The New Yorker's book marketing plan parody in this week's issue is very, very funny. Too bad it's also very, very realistic.
The e-mail sent to an author by "Gineen" (pron: Jeannine), an intern who is replacing the promotion department, characterizes the overwhelming paralysis that grips authors of a certain age when they're encouraged to do more than "give a talk" to the women's group at the local country club and do a book signing at the closest Barnes & Noble.
Full of laugh-out-loud instructions regarding promoting books online -- "If you already have a blog, make sure you spray-feed your URL in niblets open-face to the skein." and "Then just Digg your uploads in a viral spiral to your social networks via an FB/MS interlink torrent." -- the parody also skewers the always-out-of-the-office schedule of any publisher's editorial and promotion staffers. (I've heard that this particular aspect of the parody is dead on.)

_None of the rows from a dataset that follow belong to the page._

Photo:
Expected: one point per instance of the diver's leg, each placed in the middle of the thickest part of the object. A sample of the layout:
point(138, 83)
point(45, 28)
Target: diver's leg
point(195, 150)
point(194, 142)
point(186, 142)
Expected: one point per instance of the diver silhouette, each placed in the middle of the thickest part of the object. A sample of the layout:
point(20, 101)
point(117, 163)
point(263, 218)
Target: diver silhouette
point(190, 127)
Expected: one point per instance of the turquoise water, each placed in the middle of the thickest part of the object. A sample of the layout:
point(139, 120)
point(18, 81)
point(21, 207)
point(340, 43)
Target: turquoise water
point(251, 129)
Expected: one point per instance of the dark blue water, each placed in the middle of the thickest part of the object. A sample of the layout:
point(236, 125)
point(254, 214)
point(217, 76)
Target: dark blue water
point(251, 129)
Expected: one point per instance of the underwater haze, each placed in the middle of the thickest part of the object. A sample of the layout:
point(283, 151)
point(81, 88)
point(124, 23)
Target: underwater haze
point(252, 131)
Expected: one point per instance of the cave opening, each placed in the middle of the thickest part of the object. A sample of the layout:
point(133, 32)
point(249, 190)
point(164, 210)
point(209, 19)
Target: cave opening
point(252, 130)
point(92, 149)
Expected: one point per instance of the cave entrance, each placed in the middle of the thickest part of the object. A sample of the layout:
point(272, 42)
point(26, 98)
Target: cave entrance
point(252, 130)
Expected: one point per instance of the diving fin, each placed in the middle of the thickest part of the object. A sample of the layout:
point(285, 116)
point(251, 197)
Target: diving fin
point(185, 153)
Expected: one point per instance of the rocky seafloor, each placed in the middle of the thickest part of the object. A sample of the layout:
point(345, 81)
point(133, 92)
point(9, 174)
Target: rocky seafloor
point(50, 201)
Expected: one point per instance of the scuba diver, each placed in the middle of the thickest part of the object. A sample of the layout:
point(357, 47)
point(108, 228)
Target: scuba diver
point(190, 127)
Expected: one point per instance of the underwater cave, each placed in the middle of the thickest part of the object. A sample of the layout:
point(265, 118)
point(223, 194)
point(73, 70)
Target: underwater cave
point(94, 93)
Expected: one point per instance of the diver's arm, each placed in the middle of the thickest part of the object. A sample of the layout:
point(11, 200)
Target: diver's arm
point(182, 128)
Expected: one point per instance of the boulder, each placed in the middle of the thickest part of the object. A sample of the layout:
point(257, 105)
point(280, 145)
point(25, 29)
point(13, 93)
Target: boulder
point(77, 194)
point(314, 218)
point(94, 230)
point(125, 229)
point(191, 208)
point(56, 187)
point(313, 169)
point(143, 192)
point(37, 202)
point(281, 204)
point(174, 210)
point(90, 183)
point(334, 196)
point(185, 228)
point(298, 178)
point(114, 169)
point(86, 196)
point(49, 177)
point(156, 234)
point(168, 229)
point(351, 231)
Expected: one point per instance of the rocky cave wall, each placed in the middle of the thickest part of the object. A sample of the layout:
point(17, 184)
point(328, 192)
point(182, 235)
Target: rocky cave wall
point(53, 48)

It is a realistic portrayal of book promotion from the perspective of an "I'm not ready for this!" author, but at the same time, the over-the-top missive from Gineen could actually be a dream come true for the "typical" author. For example, Gineen says, "I’ve attached a list of celebrities we think would be great to blurb your book, so find out their numbers and call them up." The average author would have to -- and does -- generate their own celebrity list (and of course gets nowhere with it, but many Oprah-struck authors don't realize that it's a waste of time).
For most authors, there's no blog help or celebrity list development. They have to identify and contact the best people to write cover blurbs, write their own announcement releases because the staff publicist doesn't have time to do it justice, create their own media lists for review copies, blog/tweet/post, schedule book signings (yawn...), generate story ideas for traditional media, create their own virtual book tour, and on and on.
The parody, funny as it is, is just another indicator that more and more authors will need to start creating and executing their book's marketing plan themselves. Even those who used to get that support can see that Gineen the intern can only do so much for her long list of authors.